To the average person, most cybersecurity news might only sound relevant in the abstract. Network penetrations, stolen passwords, leaked files, and the like aren’t exactly the kind of things that create a headache for most of us. But like the nasty, sharp-edged expansiveness of the iceberg below the surface that you don’t see, so too are the frightening implications of so many of the security and hack-related news items that you’re not aware of — or that you don’t hear about until much later. Like, for example, the way a hacker nearly poisoned the water supply of another major US city, this time San Francisco, earlier this year.
NBC News revealed details of the heretofore unreported incident a few days ago, as part of a larger deep-dive into the disastrously porous state of the security associated with water supply systems around the US. In brief: On January 15, the week after the insurrection at the US Capitol that was still dominating national news headlines, a hacker embarked on this mission. Armed with a password and username for an employee’s TeamViewer account, this hacker logged into the San Francisco water system’s computer network remotely and started deleting programs associated with the treatment of drinking water.
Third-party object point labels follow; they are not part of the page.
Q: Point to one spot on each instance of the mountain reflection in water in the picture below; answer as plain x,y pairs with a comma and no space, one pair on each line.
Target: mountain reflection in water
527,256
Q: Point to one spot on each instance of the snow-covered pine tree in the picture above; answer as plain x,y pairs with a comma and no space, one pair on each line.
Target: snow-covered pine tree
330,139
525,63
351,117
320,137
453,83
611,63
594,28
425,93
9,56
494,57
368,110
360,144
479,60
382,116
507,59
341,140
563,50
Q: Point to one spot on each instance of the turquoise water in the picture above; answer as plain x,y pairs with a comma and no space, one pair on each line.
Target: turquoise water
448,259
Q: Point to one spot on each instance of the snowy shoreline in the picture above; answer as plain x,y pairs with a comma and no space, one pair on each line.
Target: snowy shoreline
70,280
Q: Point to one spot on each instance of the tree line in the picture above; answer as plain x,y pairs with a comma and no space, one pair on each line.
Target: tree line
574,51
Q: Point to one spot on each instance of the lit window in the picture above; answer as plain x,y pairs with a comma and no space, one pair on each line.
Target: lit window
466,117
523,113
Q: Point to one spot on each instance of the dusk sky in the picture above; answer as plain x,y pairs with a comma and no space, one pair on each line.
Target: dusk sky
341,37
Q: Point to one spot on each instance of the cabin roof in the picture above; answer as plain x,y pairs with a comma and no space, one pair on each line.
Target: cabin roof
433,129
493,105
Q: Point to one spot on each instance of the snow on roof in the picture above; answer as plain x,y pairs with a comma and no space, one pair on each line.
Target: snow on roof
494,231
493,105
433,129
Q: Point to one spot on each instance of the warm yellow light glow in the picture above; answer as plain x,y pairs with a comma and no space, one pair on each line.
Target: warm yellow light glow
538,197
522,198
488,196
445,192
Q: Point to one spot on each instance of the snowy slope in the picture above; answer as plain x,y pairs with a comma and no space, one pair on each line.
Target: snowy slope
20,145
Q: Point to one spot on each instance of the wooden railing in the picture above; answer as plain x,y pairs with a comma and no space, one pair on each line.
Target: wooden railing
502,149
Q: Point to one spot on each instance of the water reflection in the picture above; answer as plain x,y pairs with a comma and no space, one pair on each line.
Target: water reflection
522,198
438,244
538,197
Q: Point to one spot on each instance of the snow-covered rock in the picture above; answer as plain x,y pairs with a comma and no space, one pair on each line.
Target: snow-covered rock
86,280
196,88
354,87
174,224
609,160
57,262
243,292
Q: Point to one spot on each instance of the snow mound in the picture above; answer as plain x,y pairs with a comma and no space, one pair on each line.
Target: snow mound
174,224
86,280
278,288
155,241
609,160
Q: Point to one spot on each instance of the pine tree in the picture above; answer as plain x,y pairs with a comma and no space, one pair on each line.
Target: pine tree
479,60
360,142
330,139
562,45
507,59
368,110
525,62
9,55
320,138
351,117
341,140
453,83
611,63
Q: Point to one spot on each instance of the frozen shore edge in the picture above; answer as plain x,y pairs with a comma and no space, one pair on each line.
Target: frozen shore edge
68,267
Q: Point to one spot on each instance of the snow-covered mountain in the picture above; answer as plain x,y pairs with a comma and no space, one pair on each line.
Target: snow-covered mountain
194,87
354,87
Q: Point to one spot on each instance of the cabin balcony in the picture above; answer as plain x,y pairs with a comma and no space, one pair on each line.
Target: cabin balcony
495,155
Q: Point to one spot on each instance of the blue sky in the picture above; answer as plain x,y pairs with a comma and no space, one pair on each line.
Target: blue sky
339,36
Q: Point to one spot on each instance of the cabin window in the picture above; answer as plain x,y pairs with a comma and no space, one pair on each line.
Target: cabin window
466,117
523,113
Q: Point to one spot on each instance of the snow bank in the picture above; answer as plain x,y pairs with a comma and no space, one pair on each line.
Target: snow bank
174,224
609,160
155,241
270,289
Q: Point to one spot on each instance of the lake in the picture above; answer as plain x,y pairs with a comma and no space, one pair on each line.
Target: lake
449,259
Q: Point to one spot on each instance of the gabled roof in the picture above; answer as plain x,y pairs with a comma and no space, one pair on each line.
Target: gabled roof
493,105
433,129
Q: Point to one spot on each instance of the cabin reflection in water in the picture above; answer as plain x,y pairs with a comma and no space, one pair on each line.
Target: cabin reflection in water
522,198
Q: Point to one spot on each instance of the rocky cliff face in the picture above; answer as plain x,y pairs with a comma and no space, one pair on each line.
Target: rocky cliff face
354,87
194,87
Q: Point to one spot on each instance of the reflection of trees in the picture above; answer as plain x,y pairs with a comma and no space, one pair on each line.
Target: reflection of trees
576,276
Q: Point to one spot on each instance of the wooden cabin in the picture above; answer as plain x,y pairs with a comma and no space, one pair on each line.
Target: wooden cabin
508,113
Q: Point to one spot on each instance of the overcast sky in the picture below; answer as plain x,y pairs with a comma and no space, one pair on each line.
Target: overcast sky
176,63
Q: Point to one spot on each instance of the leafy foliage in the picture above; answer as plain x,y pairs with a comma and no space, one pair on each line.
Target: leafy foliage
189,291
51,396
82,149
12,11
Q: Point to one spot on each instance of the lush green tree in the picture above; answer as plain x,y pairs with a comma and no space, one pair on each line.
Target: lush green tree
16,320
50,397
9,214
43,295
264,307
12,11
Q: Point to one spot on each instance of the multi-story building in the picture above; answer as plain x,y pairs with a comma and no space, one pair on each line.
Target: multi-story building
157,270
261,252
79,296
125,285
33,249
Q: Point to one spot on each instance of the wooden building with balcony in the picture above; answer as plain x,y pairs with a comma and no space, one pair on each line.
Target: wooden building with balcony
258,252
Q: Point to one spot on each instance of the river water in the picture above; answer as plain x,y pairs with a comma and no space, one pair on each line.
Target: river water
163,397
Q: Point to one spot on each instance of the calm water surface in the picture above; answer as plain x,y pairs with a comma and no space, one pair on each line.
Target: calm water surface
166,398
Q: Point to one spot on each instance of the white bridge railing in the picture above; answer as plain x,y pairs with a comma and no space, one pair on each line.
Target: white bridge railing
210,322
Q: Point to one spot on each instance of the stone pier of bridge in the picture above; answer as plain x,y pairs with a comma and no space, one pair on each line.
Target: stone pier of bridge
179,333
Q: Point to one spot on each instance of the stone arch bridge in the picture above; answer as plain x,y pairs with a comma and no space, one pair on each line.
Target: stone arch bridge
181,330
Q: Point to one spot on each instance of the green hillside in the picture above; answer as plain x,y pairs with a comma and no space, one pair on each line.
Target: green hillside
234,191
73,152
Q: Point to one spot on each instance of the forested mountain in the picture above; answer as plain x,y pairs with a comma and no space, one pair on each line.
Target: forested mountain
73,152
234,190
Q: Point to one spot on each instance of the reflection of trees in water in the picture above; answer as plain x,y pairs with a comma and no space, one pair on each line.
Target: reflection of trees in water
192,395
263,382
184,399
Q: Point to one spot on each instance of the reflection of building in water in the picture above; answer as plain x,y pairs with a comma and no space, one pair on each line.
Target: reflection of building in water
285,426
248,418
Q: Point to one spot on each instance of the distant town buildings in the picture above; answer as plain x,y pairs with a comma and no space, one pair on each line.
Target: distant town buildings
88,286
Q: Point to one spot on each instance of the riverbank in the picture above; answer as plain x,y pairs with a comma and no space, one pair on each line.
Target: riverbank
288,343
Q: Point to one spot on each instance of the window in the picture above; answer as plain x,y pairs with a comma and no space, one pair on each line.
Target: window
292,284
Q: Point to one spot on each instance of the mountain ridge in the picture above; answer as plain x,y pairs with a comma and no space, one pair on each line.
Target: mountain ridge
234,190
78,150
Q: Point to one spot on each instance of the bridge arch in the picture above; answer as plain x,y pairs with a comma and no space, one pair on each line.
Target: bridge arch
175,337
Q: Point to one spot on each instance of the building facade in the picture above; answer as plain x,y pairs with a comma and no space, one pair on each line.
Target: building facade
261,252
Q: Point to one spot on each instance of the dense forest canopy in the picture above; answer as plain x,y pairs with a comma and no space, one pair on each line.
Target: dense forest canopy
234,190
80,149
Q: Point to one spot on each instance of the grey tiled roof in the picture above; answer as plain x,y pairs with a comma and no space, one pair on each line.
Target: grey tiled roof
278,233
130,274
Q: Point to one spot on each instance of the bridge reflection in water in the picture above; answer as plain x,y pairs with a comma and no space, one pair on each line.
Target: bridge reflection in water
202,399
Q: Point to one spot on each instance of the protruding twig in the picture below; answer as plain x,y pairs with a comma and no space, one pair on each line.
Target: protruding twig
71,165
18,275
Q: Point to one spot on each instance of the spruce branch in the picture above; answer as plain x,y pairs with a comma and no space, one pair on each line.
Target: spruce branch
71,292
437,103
NBC News credits these details to a private report prepared by the Northern California Regional Intelligence Center. The scary part was that the coast seemed to be pretty clear, with few if any impediments stopping the hacker from bringing the worst to fruition. However, the report only offers this vague denouement to the whole affair, noting that the hack was discovered the following day, the facility changed the login credentials, and that was that.
Based on the few details provided, in other words, it sounds like San Francisco got super lucky. “No failures were reported as a result of this incident, and no individuals in the city reported illness from water-related failures,” the report reads.
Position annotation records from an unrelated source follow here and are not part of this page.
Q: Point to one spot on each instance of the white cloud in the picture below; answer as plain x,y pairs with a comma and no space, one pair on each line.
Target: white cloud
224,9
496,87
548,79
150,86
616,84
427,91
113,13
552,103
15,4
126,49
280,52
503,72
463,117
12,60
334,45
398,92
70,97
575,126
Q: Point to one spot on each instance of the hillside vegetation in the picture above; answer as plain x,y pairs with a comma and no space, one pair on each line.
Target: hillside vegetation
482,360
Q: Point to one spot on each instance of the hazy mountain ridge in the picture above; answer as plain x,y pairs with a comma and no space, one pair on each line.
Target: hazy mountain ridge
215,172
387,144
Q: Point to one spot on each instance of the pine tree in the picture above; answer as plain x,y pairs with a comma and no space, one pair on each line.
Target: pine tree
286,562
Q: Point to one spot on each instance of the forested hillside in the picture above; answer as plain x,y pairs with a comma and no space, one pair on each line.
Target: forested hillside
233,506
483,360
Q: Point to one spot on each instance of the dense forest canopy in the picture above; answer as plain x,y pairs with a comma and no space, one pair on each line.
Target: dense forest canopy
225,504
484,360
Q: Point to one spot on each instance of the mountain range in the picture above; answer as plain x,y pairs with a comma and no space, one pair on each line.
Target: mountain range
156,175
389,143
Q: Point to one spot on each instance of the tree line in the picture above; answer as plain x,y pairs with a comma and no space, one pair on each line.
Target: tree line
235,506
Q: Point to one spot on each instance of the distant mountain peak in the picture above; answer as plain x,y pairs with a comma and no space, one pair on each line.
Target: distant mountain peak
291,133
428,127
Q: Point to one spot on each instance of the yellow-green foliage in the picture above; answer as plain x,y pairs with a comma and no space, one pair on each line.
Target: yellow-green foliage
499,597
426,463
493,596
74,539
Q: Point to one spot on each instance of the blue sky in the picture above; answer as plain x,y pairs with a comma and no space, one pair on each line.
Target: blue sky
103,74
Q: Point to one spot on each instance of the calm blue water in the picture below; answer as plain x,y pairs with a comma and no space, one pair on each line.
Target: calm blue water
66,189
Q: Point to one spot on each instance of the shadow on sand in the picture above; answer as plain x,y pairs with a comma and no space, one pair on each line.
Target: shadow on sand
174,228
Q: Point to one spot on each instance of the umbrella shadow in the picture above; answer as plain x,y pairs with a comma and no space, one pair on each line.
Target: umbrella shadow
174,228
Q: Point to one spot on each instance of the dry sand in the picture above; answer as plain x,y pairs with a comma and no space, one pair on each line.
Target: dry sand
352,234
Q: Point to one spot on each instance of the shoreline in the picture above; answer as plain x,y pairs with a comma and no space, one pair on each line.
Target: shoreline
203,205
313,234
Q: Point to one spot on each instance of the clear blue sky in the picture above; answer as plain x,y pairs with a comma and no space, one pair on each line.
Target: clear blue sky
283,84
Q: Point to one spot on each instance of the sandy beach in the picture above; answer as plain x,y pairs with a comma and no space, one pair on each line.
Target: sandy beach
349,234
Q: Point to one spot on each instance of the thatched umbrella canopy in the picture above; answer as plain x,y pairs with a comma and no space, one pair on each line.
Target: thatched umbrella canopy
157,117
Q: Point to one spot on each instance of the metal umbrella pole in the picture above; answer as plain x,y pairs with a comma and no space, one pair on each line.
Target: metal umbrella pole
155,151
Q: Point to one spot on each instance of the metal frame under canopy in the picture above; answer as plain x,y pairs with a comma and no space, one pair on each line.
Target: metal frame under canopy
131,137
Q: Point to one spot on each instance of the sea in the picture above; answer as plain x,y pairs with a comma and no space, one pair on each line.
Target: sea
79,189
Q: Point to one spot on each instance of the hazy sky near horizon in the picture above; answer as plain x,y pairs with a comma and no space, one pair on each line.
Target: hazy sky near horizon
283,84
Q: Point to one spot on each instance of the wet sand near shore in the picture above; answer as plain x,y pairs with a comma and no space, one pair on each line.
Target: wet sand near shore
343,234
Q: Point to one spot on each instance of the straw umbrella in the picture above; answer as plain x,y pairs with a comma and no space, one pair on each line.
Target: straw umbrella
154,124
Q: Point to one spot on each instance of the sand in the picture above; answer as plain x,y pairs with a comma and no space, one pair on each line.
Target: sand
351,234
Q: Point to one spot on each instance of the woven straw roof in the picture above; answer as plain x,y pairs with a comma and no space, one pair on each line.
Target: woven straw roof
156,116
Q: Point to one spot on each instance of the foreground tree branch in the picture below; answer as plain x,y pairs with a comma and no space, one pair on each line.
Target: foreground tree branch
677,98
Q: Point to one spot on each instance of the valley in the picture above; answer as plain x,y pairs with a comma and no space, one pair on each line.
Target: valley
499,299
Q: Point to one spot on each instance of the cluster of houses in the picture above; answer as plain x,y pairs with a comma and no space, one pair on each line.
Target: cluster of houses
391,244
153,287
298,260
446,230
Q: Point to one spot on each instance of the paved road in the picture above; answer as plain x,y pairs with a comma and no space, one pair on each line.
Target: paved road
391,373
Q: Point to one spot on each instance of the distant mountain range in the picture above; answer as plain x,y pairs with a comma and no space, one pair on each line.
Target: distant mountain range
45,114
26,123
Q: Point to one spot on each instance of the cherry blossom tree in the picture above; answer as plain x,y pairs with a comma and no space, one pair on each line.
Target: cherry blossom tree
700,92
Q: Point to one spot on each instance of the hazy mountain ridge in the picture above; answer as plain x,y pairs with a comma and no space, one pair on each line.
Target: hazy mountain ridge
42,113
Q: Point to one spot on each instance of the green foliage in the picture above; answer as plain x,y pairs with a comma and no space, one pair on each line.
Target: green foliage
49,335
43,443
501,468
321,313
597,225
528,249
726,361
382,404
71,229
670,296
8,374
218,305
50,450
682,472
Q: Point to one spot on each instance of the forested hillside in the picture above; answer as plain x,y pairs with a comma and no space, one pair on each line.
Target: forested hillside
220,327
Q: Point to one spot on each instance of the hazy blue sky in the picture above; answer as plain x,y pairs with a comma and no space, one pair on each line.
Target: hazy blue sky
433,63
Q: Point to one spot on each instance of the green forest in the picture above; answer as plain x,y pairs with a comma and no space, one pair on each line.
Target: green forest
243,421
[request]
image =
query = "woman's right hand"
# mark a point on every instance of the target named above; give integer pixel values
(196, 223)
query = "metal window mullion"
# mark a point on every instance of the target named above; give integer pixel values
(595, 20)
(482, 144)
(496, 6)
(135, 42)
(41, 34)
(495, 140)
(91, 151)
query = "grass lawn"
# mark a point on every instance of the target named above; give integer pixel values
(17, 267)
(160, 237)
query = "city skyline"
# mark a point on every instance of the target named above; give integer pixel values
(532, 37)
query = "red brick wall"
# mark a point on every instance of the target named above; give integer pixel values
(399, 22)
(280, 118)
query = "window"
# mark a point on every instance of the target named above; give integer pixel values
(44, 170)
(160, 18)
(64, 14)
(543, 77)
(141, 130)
A sobering new survey from the WaterISAC finds a majority of the 52,000 separate drinking water systems in the U.S. still haven't inventoried some or any of their information technology systems – a basic first step in protecting networks from cyberattacks. https://t.co/ozr4TS2dSm
— briankrebs (@briankrebs) June 21, 2021
If this all sounds a little familiar, it should. That San Francisco Bay-area attack that no one heard about until now was followed by one that actually did end up making headlines around the US — and it, too, involved a hacker using TeamViewer credentials to try and poison the water supply of Oldsmar, Florida, by raising the levels of lye in the drinking water there. Luck played a part once again in stopping this, because an employee watched the hacker’s remote actions in real-time — watched, literally, as the hacker remotely moved the computer mouse around the employee’s computer screen, and was able to shut down the hacker’s attempted changes.
“If you could imagine a community center run by two old guys who are plumbers, that’s your average water plant,” industrial cybersecurity consultant Bryson Bort told NBC News, regarding the nature of security connected to these types of systems.
Along these same lines, cybersecurity journalist Brian Krebs reported a related and very sobering finding this week: That most of the 52,000 individual drinking water systems in the US “still haven’t inventoried some or any of their information technology systems — a basic first step in protecting networks from cyberattacks.” Per the Water Sector Coordinating Council, a survey of around 600 employees of water and wastewater treatment facilities around the country revealed that only 37.9% of utilities “have identified all IT-networked assets.”